Well not really, it looses $100s of millions each year. The fact is FBR is more profitable then this company. This is despite FBR raising much less money and building not one but multiple products 1000s of times more sophisticated then the other company.
FBR's loss is significantly less (one tenth to one 40th) of this multi $billion giant, it's peak annual RnD expenditure is 100th and currently 400 times lower.
Once FBR becomes profitable, which according to my estimations only requires:
- 10 mantis sales OR
- 1 mantis and one Hadrian sale OR
- a significant deal with Samsung OR
- the overseas RnD rebate contract in the report getting 6 times bigger OR
- US housing rebounding and CRH or other big contracts restarting or new ones beginning such as the with the person who paid to have Mark fly over to the Middle East OR
- other research contracts OR
- other licencing OR
- other machine sales such as FireHawk or the mentioned timber, shipping, solar or roof tiling use cases OR
- 30 times current WASS binding contracted backlog. The report hints at a much larger number of housing being built later with this JV in addition there is housing grants possible.

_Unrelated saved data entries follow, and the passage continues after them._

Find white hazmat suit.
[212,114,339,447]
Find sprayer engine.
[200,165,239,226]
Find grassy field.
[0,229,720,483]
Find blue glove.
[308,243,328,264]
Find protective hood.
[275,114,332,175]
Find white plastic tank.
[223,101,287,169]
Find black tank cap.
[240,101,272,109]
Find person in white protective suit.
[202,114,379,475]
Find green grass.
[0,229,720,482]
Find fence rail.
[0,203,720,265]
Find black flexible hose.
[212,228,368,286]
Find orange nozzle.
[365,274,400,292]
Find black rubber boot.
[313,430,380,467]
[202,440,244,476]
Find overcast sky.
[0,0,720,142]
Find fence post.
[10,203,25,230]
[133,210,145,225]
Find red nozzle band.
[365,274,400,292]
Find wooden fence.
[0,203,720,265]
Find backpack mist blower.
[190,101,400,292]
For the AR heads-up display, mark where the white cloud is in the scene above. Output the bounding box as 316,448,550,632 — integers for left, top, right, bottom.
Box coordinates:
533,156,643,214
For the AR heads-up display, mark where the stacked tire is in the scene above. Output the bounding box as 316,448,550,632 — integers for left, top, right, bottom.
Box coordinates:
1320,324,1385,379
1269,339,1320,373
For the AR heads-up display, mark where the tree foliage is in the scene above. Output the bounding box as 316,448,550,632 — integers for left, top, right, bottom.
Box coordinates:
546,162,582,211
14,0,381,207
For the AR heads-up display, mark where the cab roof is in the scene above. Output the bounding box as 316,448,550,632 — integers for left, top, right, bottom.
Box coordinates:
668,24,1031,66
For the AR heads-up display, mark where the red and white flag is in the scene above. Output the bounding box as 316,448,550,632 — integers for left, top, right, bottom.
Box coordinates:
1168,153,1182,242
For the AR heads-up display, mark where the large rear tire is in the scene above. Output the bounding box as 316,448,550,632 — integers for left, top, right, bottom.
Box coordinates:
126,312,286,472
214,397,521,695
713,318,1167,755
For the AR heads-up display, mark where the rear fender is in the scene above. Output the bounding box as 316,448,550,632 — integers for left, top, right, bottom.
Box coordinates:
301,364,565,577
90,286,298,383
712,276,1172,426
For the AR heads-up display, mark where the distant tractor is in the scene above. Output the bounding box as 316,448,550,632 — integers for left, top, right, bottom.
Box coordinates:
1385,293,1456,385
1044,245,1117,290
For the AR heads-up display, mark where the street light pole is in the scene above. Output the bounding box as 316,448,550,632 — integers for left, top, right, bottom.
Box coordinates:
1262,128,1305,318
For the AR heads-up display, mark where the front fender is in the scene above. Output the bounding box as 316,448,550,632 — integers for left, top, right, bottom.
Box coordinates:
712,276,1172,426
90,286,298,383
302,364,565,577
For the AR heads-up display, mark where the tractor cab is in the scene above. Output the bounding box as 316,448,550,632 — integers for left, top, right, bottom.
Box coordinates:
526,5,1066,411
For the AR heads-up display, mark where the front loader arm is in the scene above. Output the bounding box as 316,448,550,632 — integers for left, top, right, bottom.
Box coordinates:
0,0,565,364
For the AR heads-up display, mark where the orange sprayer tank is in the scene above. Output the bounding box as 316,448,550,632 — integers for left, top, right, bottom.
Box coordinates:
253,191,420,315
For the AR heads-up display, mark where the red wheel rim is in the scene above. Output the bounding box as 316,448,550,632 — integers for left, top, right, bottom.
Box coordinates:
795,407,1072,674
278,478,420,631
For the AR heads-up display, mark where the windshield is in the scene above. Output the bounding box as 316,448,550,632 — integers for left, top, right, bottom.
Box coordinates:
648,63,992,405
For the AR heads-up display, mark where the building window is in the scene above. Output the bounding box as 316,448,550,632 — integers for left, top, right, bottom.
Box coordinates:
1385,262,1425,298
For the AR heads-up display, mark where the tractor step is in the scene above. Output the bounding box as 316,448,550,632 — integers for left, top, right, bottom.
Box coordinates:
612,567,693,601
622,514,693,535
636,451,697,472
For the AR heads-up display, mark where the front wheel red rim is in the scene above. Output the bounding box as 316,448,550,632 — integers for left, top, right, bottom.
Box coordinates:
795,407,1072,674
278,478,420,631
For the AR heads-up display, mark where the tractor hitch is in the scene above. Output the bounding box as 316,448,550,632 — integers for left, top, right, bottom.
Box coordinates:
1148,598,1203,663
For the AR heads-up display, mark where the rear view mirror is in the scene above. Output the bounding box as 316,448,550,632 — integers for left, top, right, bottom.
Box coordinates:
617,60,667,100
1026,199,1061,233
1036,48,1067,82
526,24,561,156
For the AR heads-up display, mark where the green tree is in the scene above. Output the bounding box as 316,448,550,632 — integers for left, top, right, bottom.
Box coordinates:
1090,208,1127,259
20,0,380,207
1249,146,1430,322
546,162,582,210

It is more likely then not that most of these will occur eventually.
Once profitable it should be easy to argue that the business case for FBR is better then the forementioned multi billion$ technology company which at it's peak had a market capitalisation of $111.3 billion.
If FBR reaches relative peak market euphoria to this higher loss company this should lead to an increase of 4452 times the current share price. So $17.80 (which happens to match near previous estimates of several posters a few years ago of around $30 less the additional dilution).
Then it's upwards from here as we have a monopoly whilst FAANGs etc are competing in a buyers market even if they manage to finally get their robots working, useful, profitable, reliable, safe and accepted by the market. FBR has already done all but one of these.
You can also see a pre prototype binding contract (Mantis contract), a pre JV test build binding contract (wall offtake agreement). High margin and unicorn were mentioned in the reports. Just as previous reports mentioned operating in a chicken and egg/catch22, slow to change industry and that contracts will eventually come through for the first build in WA and all this eventuated.